The next day Victor is doing some repair work on a house on Grand Isle as he and Mariequita flirt and gossip. They are surprised to see Edna approach. She explains that she has come for a short visit and plans on going for a swim in the ocean. As she looks at the sea she thinks about her children and about Robert, and the inevitable result that even those she loves will eventually abandon her.
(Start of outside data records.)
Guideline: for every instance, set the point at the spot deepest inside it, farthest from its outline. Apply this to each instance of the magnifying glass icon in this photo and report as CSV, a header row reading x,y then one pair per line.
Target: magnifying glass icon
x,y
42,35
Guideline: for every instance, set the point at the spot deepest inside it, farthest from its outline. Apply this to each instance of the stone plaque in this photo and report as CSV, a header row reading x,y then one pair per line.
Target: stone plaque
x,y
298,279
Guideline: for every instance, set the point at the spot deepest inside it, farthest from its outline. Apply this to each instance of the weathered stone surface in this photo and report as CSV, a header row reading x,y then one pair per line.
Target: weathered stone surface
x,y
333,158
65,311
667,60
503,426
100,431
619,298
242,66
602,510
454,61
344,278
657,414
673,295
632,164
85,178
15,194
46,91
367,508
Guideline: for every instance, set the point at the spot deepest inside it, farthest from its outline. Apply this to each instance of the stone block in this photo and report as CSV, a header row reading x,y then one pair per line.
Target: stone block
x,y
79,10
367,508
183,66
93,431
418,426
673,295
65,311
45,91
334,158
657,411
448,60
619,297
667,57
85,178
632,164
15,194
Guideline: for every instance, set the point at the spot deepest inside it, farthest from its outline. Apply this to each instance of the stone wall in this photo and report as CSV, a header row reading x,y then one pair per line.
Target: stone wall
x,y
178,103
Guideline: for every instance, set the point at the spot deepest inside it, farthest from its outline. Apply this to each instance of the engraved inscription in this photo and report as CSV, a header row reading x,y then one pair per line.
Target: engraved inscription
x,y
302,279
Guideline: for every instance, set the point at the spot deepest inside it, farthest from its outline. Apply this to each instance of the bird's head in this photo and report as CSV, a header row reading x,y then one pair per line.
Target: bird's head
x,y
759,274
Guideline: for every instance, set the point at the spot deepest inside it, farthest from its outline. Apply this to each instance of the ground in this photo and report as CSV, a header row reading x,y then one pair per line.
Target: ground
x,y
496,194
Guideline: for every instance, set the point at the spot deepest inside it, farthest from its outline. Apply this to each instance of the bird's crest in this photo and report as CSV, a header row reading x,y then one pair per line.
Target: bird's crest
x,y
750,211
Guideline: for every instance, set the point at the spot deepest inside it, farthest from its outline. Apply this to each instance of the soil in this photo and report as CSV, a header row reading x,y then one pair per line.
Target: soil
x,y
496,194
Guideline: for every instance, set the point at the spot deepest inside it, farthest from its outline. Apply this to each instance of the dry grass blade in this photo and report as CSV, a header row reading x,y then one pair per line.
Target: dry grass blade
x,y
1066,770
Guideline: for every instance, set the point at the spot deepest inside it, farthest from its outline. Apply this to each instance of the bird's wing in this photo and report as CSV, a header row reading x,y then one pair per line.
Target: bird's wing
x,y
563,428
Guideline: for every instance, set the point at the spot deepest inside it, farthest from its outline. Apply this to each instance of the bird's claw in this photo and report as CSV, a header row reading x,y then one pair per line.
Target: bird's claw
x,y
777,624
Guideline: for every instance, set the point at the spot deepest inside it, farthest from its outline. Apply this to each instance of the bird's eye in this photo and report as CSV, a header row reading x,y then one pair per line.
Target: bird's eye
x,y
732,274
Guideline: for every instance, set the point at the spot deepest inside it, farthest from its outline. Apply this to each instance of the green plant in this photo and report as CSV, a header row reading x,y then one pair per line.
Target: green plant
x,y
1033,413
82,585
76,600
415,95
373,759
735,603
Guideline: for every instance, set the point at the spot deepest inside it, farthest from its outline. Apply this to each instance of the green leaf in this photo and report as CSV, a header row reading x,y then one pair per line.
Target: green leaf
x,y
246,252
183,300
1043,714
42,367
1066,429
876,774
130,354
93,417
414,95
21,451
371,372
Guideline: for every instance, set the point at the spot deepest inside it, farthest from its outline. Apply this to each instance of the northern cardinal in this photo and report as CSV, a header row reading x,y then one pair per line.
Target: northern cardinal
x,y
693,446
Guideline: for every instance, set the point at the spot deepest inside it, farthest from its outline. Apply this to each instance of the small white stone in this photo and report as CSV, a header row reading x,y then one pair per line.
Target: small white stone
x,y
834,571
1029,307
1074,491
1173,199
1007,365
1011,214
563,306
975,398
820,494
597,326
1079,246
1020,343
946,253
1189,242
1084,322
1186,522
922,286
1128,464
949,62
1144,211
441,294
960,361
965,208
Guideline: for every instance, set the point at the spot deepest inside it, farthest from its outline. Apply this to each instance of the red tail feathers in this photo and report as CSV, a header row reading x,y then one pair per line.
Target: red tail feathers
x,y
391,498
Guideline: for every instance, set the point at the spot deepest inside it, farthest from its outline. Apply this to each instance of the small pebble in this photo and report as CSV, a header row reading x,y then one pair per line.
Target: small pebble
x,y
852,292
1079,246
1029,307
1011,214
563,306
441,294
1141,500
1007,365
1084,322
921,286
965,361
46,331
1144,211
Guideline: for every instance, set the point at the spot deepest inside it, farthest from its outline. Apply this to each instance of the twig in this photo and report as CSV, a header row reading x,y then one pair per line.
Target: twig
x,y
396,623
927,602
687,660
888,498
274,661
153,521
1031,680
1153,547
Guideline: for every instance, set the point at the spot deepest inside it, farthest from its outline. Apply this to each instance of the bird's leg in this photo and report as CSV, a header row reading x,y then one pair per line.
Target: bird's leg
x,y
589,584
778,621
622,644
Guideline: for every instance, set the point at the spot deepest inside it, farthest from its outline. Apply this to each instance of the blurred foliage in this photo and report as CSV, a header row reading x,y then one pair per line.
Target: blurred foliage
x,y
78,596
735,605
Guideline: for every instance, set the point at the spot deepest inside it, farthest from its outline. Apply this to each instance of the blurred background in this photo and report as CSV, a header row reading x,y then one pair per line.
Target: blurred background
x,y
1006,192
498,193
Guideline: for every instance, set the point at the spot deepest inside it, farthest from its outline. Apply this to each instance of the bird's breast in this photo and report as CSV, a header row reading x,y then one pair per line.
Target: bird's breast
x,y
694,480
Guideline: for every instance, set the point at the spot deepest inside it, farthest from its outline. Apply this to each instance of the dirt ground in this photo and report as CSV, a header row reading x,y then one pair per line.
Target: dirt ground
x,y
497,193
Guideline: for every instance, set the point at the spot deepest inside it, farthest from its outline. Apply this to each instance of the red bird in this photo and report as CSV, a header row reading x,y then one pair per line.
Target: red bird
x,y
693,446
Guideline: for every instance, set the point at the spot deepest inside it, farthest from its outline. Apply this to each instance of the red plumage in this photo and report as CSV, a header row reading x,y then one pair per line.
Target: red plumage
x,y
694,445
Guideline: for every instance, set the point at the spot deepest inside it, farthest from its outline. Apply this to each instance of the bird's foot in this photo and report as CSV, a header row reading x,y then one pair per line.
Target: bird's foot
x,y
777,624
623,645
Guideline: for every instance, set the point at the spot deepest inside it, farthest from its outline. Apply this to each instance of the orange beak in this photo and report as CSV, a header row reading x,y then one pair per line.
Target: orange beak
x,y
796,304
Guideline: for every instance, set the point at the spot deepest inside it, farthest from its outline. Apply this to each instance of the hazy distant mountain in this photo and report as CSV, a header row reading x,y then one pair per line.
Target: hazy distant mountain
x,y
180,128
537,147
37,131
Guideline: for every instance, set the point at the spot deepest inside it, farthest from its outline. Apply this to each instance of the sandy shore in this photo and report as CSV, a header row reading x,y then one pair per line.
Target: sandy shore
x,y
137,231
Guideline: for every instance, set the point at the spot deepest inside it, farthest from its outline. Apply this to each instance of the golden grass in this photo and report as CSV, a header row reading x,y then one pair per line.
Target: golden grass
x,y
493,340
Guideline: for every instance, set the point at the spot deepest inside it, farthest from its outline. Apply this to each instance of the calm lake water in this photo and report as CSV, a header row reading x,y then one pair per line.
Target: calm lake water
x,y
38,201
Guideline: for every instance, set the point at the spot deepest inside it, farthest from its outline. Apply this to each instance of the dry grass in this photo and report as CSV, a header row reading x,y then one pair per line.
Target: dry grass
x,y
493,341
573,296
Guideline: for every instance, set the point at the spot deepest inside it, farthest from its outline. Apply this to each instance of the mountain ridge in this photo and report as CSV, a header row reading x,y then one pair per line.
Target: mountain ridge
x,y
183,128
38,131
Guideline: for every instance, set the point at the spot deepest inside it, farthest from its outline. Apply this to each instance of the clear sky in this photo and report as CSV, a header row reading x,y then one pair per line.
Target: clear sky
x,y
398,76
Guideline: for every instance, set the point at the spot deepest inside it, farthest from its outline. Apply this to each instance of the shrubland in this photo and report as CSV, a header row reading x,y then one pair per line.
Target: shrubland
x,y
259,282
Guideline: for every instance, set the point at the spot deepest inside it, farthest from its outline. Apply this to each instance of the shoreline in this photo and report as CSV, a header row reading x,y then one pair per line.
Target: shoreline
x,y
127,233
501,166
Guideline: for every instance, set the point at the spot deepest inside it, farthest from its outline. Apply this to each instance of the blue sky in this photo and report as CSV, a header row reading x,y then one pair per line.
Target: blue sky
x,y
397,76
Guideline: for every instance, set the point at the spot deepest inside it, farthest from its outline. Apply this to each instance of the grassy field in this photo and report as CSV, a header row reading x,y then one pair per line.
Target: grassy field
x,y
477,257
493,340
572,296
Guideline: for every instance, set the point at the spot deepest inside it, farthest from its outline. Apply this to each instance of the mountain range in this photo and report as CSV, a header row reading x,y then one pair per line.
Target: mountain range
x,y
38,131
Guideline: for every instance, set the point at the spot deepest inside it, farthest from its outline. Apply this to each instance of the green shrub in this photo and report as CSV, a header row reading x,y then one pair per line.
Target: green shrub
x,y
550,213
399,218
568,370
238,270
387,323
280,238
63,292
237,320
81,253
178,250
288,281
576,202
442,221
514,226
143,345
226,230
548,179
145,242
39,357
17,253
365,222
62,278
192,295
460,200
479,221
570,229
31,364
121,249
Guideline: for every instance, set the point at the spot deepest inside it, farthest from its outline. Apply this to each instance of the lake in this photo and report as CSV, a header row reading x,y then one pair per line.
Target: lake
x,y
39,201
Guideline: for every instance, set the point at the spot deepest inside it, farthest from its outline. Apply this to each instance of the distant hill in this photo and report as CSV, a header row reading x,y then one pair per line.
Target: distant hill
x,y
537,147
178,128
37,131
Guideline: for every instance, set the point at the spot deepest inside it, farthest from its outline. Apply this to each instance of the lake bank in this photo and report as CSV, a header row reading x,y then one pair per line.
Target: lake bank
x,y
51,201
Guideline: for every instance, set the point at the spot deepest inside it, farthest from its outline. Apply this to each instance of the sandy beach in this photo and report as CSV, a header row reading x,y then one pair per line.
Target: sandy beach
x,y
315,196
The sea seems very appealing to Edna. She can see its vast expanse and a broken-winged bird flying overhead. She strips off her clothing and stands naked on the shore. Then she begins to walk out into the water. As she gets into deeper water she must swim, and she swims out farther and farther. She goes out beyond the point where she can return to shore. As she becomes increasingly exhausted, she recalls childhood sounds and smells.

Analysis

Robert's inability to truly love and understand Edna frees her from hope for a future in which her inner self and outer self fully align. With the wishful thinking borne of her feelings for Robert—the idea that somehow together they could live without the burden of society's rules and conventions—she sees her true situation. She does not want to be a wife and mother, but she is a mother; thus there is no practical path ahead for her. As she told Madame Ratignolle, she will sacrifice her life for her children, but she will not give up her self, her individuality. Her children have a mighty pull on her, but she feels she must resist their love because it puts her individuality at risk. Therefore instead of giving up her self by returning to her family, she gives up her life in the sea. Like the bird with the broken wing, she is unable to stay aloft in the water, and she plunges into the depths of the ocean.